In March of 2016, hikers in Washington State discovered a diseased bat that was later confirmed to have WNS. This was the first recorded occurrence of the disease in western North America, which until that point had been found in 27 U.S. eastern and mid-west states and five Canadian provinces. The survival of bat species is threatened at the local, regional and continental scale, and the confirmed presence of the disease in a western bat highlights the urgent need for the planned research.

WCS Canada Bat Specialist and advisor to the study, Dr. Cori Lausen spoke about the timeliness of this study, “Our research has taken on an increased level of urgency, knowing that managers desperately need predictive survivorship information to prioritize mitigation efforts and target conservation actions for the many species of western bats.”

Montana State University’s Dr. Raina Plowright, co-PI of the study said, “Our team combines expertise in disease ecology, bat ecology, bat physiology, mathematical modeling, and landscape ecology. By looking at the system from these multiple angles, we will identify the key processes that determine if a bat species can, or cannot survive WNS.”

Advanced knowledge of which western bat species and populations are susceptible to WNS is critical. This information can be used to target interventions and strengthen conservation approaches near identified refuges for populations anticipated to survive infection.

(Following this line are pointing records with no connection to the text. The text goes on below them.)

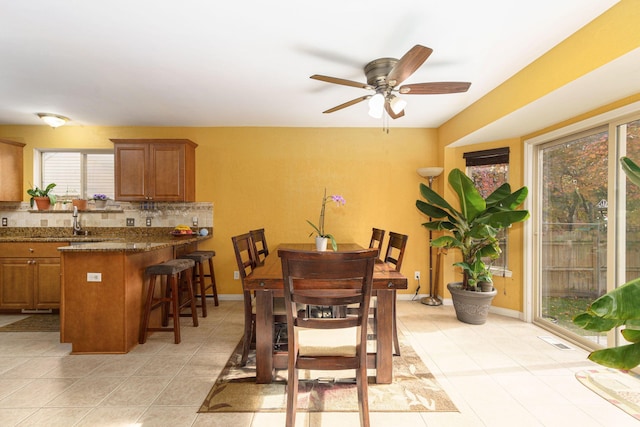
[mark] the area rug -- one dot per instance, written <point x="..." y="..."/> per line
<point x="35" y="323"/>
<point x="414" y="389"/>
<point x="619" y="387"/>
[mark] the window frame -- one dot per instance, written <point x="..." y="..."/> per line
<point x="38" y="166"/>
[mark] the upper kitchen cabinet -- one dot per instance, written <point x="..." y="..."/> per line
<point x="11" y="171"/>
<point x="159" y="170"/>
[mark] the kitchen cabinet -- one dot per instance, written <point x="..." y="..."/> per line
<point x="30" y="275"/>
<point x="158" y="170"/>
<point x="11" y="171"/>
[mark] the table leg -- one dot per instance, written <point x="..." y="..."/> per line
<point x="264" y="337"/>
<point x="384" y="346"/>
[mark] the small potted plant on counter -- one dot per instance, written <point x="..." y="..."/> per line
<point x="100" y="200"/>
<point x="43" y="198"/>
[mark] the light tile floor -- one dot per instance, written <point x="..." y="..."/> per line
<point x="497" y="374"/>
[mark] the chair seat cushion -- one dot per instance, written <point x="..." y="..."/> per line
<point x="327" y="342"/>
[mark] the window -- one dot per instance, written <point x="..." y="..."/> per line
<point x="77" y="173"/>
<point x="489" y="169"/>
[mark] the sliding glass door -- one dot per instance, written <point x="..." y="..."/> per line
<point x="587" y="231"/>
<point x="573" y="227"/>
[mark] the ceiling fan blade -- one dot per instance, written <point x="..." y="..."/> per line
<point x="340" y="81"/>
<point x="434" y="88"/>
<point x="347" y="104"/>
<point x="389" y="110"/>
<point x="408" y="64"/>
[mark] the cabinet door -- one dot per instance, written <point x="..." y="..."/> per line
<point x="131" y="165"/>
<point x="166" y="172"/>
<point x="16" y="283"/>
<point x="46" y="285"/>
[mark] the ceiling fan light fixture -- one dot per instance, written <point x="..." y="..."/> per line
<point x="376" y="105"/>
<point x="397" y="104"/>
<point x="53" y="120"/>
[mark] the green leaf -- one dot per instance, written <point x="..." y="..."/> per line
<point x="631" y="335"/>
<point x="589" y="322"/>
<point x="623" y="357"/>
<point x="471" y="202"/>
<point x="631" y="169"/>
<point x="620" y="303"/>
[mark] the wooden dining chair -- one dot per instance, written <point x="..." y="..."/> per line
<point x="327" y="343"/>
<point x="377" y="236"/>
<point x="246" y="259"/>
<point x="394" y="256"/>
<point x="260" y="244"/>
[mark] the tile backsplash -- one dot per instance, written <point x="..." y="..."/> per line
<point x="20" y="214"/>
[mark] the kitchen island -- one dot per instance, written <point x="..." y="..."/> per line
<point x="103" y="289"/>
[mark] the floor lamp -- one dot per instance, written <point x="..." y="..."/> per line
<point x="430" y="174"/>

“Maps of current and future bat habitat will help to paint a picture of how species susceptible to WNS might shift their distribution under a changing climate, within and around military installations,” said co-PI Dr. Brett Dickson of Conservation Science Partners. “By knowing when, where, and under what environmental conditions these shifts are likely to occur, managers can be strategic about the identification and protection of susceptible populations.”

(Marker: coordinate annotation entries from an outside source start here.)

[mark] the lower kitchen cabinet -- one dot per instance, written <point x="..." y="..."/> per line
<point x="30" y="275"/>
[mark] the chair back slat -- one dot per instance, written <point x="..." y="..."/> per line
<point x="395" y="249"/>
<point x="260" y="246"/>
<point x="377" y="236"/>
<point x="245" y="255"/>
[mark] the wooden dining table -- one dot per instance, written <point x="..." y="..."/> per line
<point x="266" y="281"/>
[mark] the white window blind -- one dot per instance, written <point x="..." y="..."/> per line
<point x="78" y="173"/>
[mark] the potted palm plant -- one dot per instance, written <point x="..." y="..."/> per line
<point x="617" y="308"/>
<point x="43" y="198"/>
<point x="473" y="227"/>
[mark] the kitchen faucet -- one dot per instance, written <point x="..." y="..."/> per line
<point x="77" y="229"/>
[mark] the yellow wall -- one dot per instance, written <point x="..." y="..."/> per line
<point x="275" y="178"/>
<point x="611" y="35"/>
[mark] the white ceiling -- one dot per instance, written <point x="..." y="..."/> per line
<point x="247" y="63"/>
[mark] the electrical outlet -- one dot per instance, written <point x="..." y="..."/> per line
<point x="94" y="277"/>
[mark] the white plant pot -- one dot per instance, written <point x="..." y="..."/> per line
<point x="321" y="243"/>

The study is funded by an award from the Strategic Environmental Research and Development Program (SERDP;–the Department of Defense’s environmental science and technology program that is executed in partnership with the Department of Energy and the Environmental Protection Agency.

Co-PI Dr. David Hayman of Massey University said, “This study is important because it sets a precedent for how governments and managers may use simultaneous modelling and data collection to understand how a disease epidemic may affect wildlife populations in real time.”

Texas Tech University’s Dr. Liam McGuire said, “Bats are a major player in whatever ecosystem they’re in. They perform many important roles and it is difficult to predict how things will change if bats die in large numbers.”

The research project titled, "Assessing white-nose syndrome in the context of non-stationary conditions in an advancing continental epidemic," builds on Dr. Cori Lausen's collaborative work with Dr. David Hayman and Dr. Sarah Olson. The award will support four years of fieldwork and analyses.